His son, Douglas MacArthur, was one of only five men promoted to the five-star rank of General of the Army during World War II. In addition to their both being promoted to the rank of general officer, Arthur MacArthur Jr. and Douglas MacArthur also share the distinction of having been the first father and son to each be awarded a Medal of Honor.
MacArthur was born in Chicopee Falls, Massachusetts. His father was Arthur MacArthur, Sr., a Scottish-born American lawyer, judge and politician who served as the fourth Governor of Wisconsin (albeit for only four days), a Wisconsin Circuit Court Judge in Milwaukee, and an Associate Justice on the Supreme Court of the District of Columbia.
His mother was Aurelia Belcher (1819–1864), the daughter of a wealthy industrialist, Benjamin B. Belcher. From his parents' marriage, he had one brother, Frank. After his mother's death in 1864, his father remarried to Mary E. Willcut.
MacArthur's father secured him an appointment to the United States Military Academy. At the outbreak of the American Civil War, MacArthur was living in Wisconsin.
On August 4, 1862, his father secured a commission for him as a first lieutenant and appointed as adjutant of the 24th Wisconsin Volunteer Infantry Regiment, seeing action at Chickamauga, Stones River, Chattanooga, the Atlanta Campaign and Franklin.
At the Battle of Missionary Ridge on November 25, 1863, during the Chattanooga Campaign, the 18-year-old MacArthur inspired his regiment during a largely uncoordinated and spontaneous frontal assault of Union forces against entrenched Confederate forces on a hilltop. During the charge the regimental flags were carried in front, so that every flag-bearer was constantly a target, causing immense casualty among them. MacArthur seized the flag from a fallen comrade and planted the regimental flag on the crest of Missionary Ridge 35°1′7.15″N 85°15′51.02″W / 35.0186528°N 85.2641722°W at a particularly critical moment, shouting "On Wisconsin." For these actions, he was awarded the Medal of Honor. He was brevetted colonel in the Union Army the following year. Only 19 years old at the time, he became nationally recognized as "The Boy Colonel" (not to be confused with Henry K. Burgwyn, known as the "Boy Colonel of the Confederacy").
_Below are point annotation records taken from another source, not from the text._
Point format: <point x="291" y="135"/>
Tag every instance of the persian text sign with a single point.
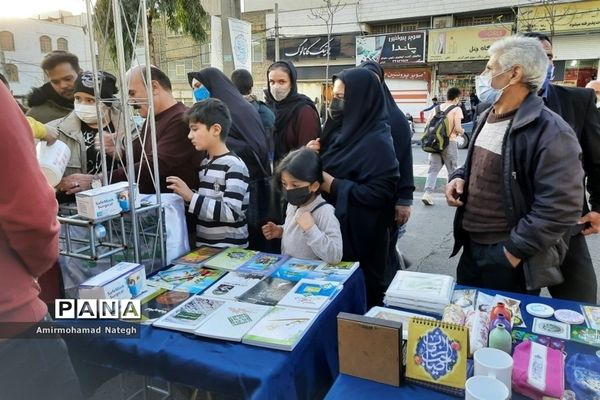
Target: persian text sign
<point x="468" y="43"/>
<point x="394" y="49"/>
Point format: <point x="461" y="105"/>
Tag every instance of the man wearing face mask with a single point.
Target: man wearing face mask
<point x="578" y="107"/>
<point x="79" y="131"/>
<point x="519" y="192"/>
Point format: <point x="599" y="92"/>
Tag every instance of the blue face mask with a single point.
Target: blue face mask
<point x="201" y="93"/>
<point x="485" y="92"/>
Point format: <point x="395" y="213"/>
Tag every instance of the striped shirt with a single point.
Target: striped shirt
<point x="221" y="201"/>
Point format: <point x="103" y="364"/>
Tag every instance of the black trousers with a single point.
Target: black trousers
<point x="487" y="267"/>
<point x="578" y="270"/>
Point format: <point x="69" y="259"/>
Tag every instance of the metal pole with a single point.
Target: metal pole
<point x="276" y="31"/>
<point x="151" y="122"/>
<point x="124" y="100"/>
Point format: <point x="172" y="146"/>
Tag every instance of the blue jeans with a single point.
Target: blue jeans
<point x="37" y="369"/>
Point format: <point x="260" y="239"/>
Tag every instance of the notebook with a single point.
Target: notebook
<point x="437" y="354"/>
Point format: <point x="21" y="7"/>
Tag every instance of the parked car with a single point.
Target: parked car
<point x="464" y="139"/>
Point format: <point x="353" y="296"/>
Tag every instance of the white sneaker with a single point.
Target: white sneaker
<point x="427" y="199"/>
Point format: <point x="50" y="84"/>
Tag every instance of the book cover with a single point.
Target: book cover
<point x="343" y="268"/>
<point x="159" y="303"/>
<point x="310" y="294"/>
<point x="437" y="352"/>
<point x="202" y="281"/>
<point x="584" y="335"/>
<point x="190" y="315"/>
<point x="172" y="276"/>
<point x="295" y="269"/>
<point x="232" y="321"/>
<point x="267" y="292"/>
<point x="282" y="328"/>
<point x="389" y="314"/>
<point x="263" y="263"/>
<point x="592" y="316"/>
<point x="198" y="256"/>
<point x="230" y="259"/>
<point x="232" y="285"/>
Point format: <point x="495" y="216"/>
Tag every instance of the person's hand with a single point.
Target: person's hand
<point x="51" y="135"/>
<point x="314" y="145"/>
<point x="177" y="185"/>
<point x="327" y="181"/>
<point x="272" y="231"/>
<point x="592" y="221"/>
<point x="75" y="183"/>
<point x="402" y="214"/>
<point x="305" y="221"/>
<point x="454" y="189"/>
<point x="514" y="261"/>
<point x="110" y="143"/>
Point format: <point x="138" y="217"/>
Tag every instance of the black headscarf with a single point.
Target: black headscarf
<point x="287" y="109"/>
<point x="246" y="127"/>
<point x="401" y="134"/>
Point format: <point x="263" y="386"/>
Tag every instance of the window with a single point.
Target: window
<point x="45" y="44"/>
<point x="257" y="48"/>
<point x="12" y="72"/>
<point x="62" y="44"/>
<point x="7" y="41"/>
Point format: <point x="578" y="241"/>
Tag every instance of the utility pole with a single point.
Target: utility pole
<point x="276" y="31"/>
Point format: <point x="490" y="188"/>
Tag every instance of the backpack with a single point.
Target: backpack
<point x="437" y="131"/>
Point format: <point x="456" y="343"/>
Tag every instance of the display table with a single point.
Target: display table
<point x="348" y="387"/>
<point x="231" y="369"/>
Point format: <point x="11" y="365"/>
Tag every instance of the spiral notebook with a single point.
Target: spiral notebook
<point x="436" y="355"/>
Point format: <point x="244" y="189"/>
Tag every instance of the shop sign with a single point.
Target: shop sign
<point x="468" y="43"/>
<point x="560" y="17"/>
<point x="392" y="49"/>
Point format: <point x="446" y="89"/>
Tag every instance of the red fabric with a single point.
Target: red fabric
<point x="28" y="226"/>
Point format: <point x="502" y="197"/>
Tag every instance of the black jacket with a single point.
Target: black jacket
<point x="577" y="106"/>
<point x="542" y="179"/>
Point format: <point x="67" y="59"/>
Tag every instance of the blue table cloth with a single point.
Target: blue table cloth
<point x="230" y="369"/>
<point x="348" y="387"/>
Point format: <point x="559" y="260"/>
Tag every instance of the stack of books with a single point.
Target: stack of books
<point x="419" y="291"/>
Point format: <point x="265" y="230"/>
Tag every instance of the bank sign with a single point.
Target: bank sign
<point x="393" y="49"/>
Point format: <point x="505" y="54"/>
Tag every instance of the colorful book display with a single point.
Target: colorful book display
<point x="282" y="328"/>
<point x="198" y="256"/>
<point x="232" y="321"/>
<point x="189" y="315"/>
<point x="230" y="259"/>
<point x="437" y="354"/>
<point x="311" y="294"/>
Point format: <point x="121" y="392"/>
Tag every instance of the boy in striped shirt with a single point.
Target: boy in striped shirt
<point x="221" y="201"/>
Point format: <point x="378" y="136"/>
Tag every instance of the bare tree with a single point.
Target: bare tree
<point x="327" y="14"/>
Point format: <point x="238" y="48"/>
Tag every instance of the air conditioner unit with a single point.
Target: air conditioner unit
<point x="447" y="21"/>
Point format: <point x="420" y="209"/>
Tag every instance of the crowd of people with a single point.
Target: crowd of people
<point x="267" y="175"/>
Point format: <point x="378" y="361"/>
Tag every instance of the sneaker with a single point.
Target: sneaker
<point x="427" y="199"/>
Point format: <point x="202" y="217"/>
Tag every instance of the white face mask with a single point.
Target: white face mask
<point x="87" y="113"/>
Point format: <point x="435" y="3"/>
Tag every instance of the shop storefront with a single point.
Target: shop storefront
<point x="461" y="54"/>
<point x="309" y="55"/>
<point x="402" y="55"/>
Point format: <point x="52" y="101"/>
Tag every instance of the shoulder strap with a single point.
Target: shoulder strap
<point x="321" y="204"/>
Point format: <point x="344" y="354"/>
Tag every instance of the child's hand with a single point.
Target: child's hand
<point x="314" y="145"/>
<point x="272" y="231"/>
<point x="178" y="186"/>
<point x="305" y="220"/>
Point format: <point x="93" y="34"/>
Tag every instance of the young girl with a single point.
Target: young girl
<point x="311" y="229"/>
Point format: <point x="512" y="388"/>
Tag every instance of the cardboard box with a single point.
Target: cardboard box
<point x="105" y="201"/>
<point x="122" y="281"/>
<point x="370" y="348"/>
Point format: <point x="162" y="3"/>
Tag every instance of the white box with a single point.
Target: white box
<point x="103" y="201"/>
<point x="122" y="281"/>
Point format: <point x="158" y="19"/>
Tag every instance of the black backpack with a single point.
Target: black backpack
<point x="437" y="131"/>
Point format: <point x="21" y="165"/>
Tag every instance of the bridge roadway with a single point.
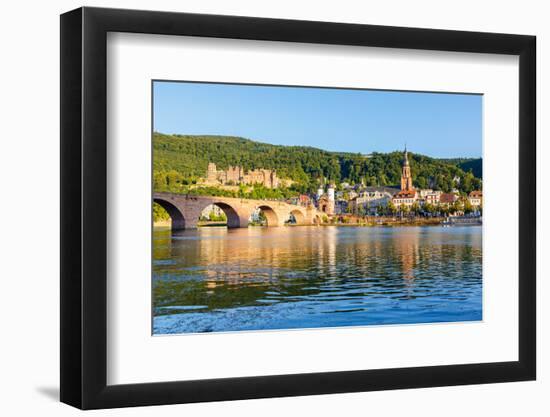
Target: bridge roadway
<point x="185" y="210"/>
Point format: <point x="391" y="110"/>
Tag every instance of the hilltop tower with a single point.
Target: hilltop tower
<point x="406" y="177"/>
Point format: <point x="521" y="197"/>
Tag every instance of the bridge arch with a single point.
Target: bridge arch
<point x="178" y="220"/>
<point x="299" y="217"/>
<point x="271" y="216"/>
<point x="233" y="219"/>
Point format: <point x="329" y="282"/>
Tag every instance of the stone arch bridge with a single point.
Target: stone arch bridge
<point x="185" y="210"/>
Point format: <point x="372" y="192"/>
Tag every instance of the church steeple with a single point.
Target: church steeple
<point x="406" y="177"/>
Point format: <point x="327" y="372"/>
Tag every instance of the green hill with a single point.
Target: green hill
<point x="468" y="164"/>
<point x="183" y="159"/>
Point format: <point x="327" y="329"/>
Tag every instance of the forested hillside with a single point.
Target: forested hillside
<point x="183" y="159"/>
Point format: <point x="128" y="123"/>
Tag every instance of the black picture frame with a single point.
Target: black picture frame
<point x="84" y="207"/>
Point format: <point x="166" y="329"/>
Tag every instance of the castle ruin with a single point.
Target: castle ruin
<point x="237" y="175"/>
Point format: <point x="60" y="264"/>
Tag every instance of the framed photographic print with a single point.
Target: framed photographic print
<point x="258" y="207"/>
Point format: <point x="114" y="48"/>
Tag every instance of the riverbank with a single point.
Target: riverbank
<point x="351" y="222"/>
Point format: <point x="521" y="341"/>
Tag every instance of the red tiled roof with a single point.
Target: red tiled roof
<point x="447" y="198"/>
<point x="405" y="194"/>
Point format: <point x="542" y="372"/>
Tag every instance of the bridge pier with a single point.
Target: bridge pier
<point x="185" y="210"/>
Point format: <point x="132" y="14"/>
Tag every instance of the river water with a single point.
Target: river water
<point x="216" y="279"/>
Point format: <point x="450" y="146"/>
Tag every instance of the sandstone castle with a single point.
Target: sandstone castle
<point x="237" y="175"/>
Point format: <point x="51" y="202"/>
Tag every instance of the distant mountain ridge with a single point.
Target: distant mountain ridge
<point x="189" y="155"/>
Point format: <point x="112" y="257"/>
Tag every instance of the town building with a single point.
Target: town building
<point x="326" y="201"/>
<point x="371" y="198"/>
<point x="237" y="175"/>
<point x="429" y="197"/>
<point x="447" y="199"/>
<point x="408" y="195"/>
<point x="476" y="198"/>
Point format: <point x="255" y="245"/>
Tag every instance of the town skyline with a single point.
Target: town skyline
<point x="396" y="150"/>
<point x="441" y="125"/>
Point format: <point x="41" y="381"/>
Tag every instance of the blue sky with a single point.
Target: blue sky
<point x="365" y="121"/>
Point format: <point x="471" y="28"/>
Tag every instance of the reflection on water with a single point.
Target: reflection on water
<point x="218" y="279"/>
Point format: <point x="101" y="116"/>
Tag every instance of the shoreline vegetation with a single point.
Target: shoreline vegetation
<point x="347" y="189"/>
<point x="350" y="222"/>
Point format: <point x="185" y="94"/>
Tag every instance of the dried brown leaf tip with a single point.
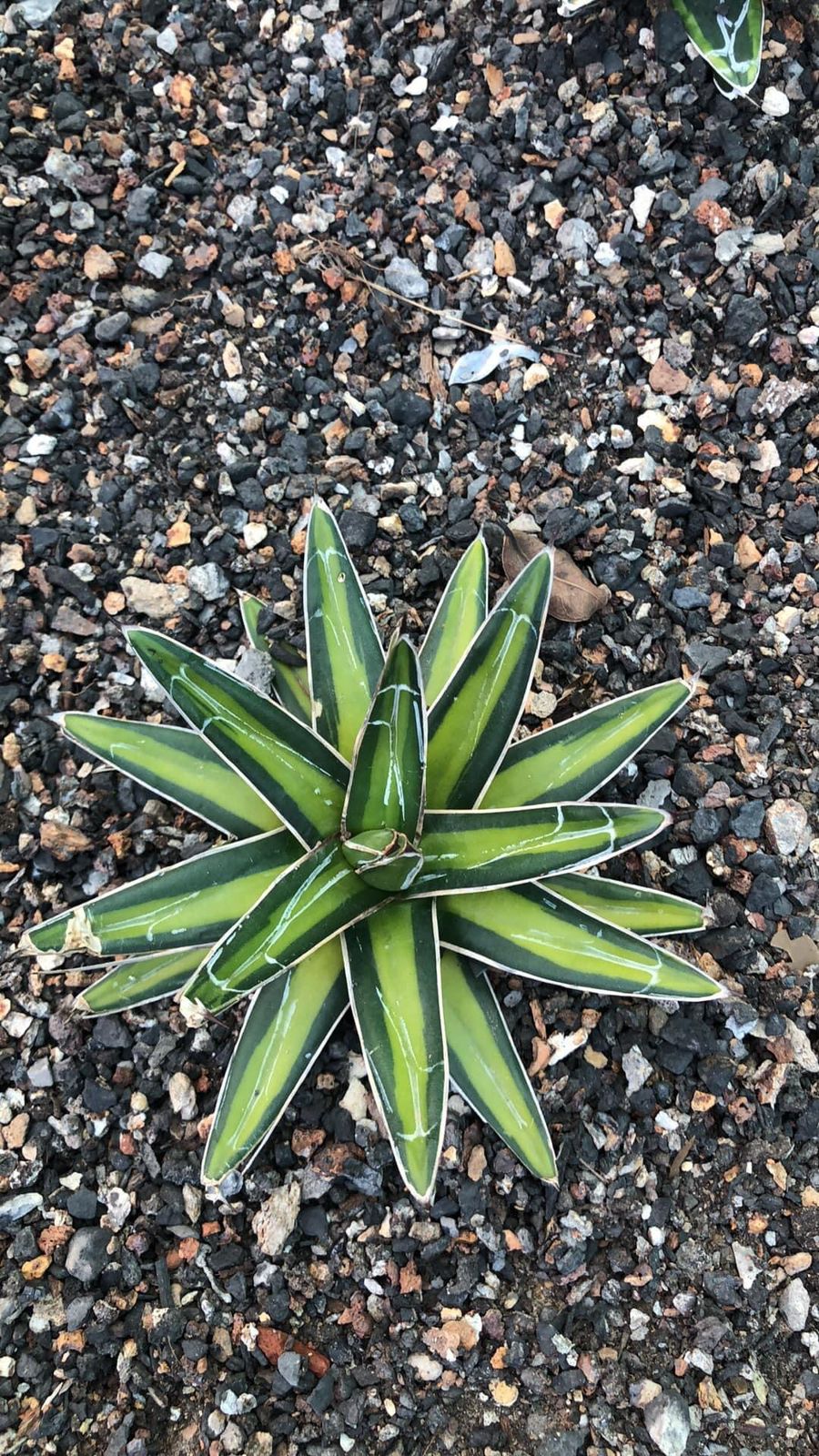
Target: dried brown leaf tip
<point x="574" y="597"/>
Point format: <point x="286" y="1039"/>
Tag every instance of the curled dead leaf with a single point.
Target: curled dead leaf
<point x="574" y="597"/>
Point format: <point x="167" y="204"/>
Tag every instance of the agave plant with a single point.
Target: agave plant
<point x="727" y="34"/>
<point x="390" y="846"/>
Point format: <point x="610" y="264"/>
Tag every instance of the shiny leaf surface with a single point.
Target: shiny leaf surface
<point x="576" y="757"/>
<point x="480" y="706"/>
<point x="481" y="849"/>
<point x="288" y="1024"/>
<point x="729" y="35"/>
<point x="285" y="762"/>
<point x="632" y="907"/>
<point x="344" y="652"/>
<point x="191" y="903"/>
<point x="394" y="979"/>
<point x="531" y="932"/>
<point x="308" y="905"/>
<point x="178" y="764"/>
<point x="460" y="615"/>
<point x="387" y="783"/>
<point x="138" y="980"/>
<point x="486" y="1067"/>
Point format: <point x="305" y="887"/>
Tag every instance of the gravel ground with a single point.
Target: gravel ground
<point x="200" y="211"/>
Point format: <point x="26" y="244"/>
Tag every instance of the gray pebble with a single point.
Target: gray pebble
<point x="402" y="277"/>
<point x="208" y="581"/>
<point x="87" y="1254"/>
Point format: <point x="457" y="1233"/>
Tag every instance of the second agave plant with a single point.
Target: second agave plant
<point x="388" y="848"/>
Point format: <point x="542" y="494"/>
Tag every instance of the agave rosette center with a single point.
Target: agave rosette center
<point x="390" y="846"/>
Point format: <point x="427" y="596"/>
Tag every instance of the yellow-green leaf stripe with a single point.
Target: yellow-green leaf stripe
<point x="394" y="979"/>
<point x="727" y="35"/>
<point x="138" y="980"/>
<point x="574" y="759"/>
<point x="480" y="849"/>
<point x="479" y="710"/>
<point x="308" y="905"/>
<point x="387" y="784"/>
<point x="530" y="932"/>
<point x="283" y="759"/>
<point x="191" y="903"/>
<point x="460" y="613"/>
<point x="486" y="1067"/>
<point x="632" y="907"/>
<point x="178" y="764"/>
<point x="344" y="652"/>
<point x="286" y="1026"/>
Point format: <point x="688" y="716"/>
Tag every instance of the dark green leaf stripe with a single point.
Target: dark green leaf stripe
<point x="574" y="759"/>
<point x="481" y="849"/>
<point x="288" y="764"/>
<point x="293" y="689"/>
<point x="479" y="710"/>
<point x="178" y="764"/>
<point x="531" y="932"/>
<point x="729" y="35"/>
<point x="387" y="784"/>
<point x="632" y="907"/>
<point x="344" y="652"/>
<point x="460" y="615"/>
<point x="292" y="686"/>
<point x="394" y="979"/>
<point x="288" y="1024"/>
<point x="188" y="905"/>
<point x="486" y="1067"/>
<point x="252" y="609"/>
<point x="138" y="980"/>
<point x="308" y="905"/>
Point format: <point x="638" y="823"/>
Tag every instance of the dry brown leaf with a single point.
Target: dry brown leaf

MacArthur was severely wounded in the Battle of Franklin, receiving bullet wounds to the chest and leg from a rebel officer's pistol, but would ultimately survive.
On January 25, 1864, he was promoted to major and about a year and a half later, on May 18, 1865, to lieutenant colonel – shortly before he was mustered out of service on June 10, 1865. In recognition of his gallantry in action he received brevets (honorary promotions) to lieutenant colonel and colonel dated March 15, 1865.
American Indian Wars
With the conclusion of the Civil War in June 1865, MacArthur resigned his commission and began the study of law. After just a few months, however, he decided this was not a good fit for him, so he resumed his career with the Army. He was recommissioned on February 23, 1866, as a second lieutenant in the Regular Army's 17th Infantry Regiment, with a promotion the following day to first lieutenant. Because of his outstanding record of performance during the Civil War, he was promoted in September of that year to captain. However, he would remain a captain for the following two decades, as promotion was slow in the small peacetime army.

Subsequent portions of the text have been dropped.